### ARCHITECTURE-OF-THE-PROVER

a simple overview of how the prover works
```Major Section:  INTRODUCTION-TO-THE-THEOREM-PROVER
```

Six built-in proof techniques are used by ACL2 to decompose the goal formula into subgoals.

simplification -- decision procedures and rewriting with previously proved rules, but actually including a host of other techniques under your control. Simplification is the only proof technique that can reduce a formula to 0 subgoals (i.e., prove it) rather than just transform it to other formulas. The predominant activity in most proofs is simplification. There are many ways you can affect what the simplifier does to your formulas. Good users spend most of their time thinking about how to control the simplifier.

destructor elimination -- getting rid of ``destructor terms'' like `(CAR X)` and `(CDR X)` by replacing a variable, e.g., `X`, by a ``constructor'' term, e.g., `(CONS A B)`. But you can tell ACL2 about new destructor/constructor combinations.

cross-fertilization -- using an equivalence hypothesis by substituting one side for the other into the conclusion and then throwing the hypothesis away. This is a heuristic that helps use an inductive hypothesis and prepare for another induction.

generalization -- replacing a term by a new variable and restricting the new variable to have some of the properties of the term. You can control the restrictions imposed on the new variable. This is a heuristic that prepares the goal for another induction.

elimination of irrelevance -- throwing away unnecessary hypotheses. This is a heuristic that prepares the goal for another induction.

induction -- selecting an induction scheme to prove a formula. Inductions are ``suggested'' by the recursive functions appearing in the formula. But you can control what inductions are suggested by terms.

The various techniques are tried in turn, with simplification first and induction last. Each technique reports one of three outcomes: it found nothing to change (i.e., the technique doesn't apply to that subgoal), it decided to abort the proof attempt (typically because there is reason to believe the proof is failing), or it decomposed the goal into k subgoals.

The last outcome has a special case: if k is 0 then the technique proved the goal. Whenever k is non-0, the process starts over again with simplification on each of the k subgoals. However, it saves up all the subgoals for which induction is the only proof technique left to try. That way you see how it performs on every base case and induction step of one induction before it launches into another induction.
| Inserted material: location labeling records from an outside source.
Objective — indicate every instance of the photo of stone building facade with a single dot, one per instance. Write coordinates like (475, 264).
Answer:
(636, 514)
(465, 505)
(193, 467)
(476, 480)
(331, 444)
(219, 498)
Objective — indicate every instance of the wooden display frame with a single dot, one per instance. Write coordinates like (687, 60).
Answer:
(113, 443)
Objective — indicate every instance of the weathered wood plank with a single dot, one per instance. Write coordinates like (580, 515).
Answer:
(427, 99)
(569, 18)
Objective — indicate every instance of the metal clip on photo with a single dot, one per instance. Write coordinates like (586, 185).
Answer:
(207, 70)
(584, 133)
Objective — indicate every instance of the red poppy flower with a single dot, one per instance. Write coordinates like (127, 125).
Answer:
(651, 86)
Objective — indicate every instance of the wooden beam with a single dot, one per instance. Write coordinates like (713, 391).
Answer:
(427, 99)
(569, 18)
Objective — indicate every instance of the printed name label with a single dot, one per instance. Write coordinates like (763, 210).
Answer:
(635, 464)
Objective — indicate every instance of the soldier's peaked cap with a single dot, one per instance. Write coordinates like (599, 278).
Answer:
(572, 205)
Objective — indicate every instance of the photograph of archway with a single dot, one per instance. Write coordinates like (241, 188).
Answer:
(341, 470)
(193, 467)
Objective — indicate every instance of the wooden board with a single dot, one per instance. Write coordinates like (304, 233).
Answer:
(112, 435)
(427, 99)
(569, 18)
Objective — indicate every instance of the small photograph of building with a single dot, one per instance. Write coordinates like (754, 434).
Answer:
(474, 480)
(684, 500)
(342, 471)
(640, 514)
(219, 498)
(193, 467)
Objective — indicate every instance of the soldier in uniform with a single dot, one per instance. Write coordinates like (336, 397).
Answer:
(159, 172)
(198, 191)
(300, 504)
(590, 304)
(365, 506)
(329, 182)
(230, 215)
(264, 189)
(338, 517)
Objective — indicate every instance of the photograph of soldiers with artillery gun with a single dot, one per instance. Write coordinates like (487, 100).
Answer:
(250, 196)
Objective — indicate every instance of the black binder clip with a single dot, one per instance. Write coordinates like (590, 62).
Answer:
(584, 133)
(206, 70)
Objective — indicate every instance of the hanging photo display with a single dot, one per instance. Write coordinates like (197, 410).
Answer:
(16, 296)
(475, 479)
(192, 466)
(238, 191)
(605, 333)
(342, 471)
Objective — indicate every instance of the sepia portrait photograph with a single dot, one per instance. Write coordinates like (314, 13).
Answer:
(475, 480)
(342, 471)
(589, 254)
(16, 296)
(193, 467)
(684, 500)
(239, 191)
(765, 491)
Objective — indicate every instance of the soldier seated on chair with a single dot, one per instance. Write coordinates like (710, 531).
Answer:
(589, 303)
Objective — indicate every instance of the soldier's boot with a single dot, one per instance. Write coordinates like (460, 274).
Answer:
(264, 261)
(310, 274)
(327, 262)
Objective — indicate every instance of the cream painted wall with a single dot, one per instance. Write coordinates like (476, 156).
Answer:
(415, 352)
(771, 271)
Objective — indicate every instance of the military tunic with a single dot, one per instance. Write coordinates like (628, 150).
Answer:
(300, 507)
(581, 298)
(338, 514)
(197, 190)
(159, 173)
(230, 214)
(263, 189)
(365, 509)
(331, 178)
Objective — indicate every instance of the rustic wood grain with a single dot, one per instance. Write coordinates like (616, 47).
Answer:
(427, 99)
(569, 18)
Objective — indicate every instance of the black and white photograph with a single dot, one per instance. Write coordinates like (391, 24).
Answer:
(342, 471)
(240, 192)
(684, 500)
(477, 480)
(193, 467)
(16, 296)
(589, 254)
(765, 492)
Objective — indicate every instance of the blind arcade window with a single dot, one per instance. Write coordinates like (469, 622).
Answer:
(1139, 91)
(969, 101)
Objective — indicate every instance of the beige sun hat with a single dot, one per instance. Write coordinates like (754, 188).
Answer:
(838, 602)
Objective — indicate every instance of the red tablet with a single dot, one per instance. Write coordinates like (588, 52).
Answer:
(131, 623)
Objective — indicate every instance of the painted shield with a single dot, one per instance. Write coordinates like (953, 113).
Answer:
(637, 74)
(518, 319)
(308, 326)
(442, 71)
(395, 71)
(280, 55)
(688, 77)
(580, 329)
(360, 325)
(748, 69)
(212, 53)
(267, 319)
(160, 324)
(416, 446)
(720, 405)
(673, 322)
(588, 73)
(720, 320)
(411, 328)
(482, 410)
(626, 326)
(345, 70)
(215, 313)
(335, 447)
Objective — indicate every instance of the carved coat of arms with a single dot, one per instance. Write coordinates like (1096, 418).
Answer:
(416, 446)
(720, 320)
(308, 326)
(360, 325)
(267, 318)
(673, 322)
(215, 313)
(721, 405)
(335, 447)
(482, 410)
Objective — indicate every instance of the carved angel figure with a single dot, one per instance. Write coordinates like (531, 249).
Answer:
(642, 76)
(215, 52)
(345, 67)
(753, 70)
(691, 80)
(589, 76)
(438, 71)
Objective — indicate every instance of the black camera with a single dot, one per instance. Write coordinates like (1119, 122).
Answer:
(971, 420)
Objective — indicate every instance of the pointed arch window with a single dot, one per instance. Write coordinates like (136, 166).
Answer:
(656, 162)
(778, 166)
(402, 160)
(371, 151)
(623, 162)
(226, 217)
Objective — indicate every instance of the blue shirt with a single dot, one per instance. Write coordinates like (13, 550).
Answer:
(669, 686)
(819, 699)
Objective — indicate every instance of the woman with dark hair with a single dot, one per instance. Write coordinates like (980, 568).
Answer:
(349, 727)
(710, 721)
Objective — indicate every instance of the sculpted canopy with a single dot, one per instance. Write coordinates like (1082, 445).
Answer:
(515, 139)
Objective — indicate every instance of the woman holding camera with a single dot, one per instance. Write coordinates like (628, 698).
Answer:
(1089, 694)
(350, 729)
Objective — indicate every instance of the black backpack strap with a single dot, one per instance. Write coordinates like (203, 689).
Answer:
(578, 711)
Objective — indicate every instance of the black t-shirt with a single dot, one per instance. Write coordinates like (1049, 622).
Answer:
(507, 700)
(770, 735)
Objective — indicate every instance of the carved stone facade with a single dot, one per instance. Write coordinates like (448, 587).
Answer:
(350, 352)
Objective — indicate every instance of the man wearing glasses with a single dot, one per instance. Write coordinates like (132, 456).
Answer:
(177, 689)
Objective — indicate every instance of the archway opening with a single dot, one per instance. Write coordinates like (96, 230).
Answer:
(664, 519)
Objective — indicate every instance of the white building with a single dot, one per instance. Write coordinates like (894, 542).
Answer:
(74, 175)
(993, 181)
It runs until you or one of the proof techniques aborts the proof attempt or until all subgoals have been proved.

Note that if simplification produces a subgoal, that subgoal is re-simplified. This process continues until the subgoal cannot be simplified further. Only then is the next proof technique is tried. Such suboals are said to be stable under simplification.

While this is happening, the prover prints an English narrative describing the process. Basically, after each goal is printed, the system prints an English paragraph that names the next applicable proof technique, gives a brief description of what that technique does to the subgoal, and says how many new subgoals are produced. Then each subgoal is dealt with in turn.

If the proof is successful, you could read this log as a proof of the conjecture. But output from successful proofs is generally never read because it is not important to The Method described in introduction-to-the-theorem-prover.

The output of an unsuccessful proof attempt concludes with some key checkpoints which usually bear looking at.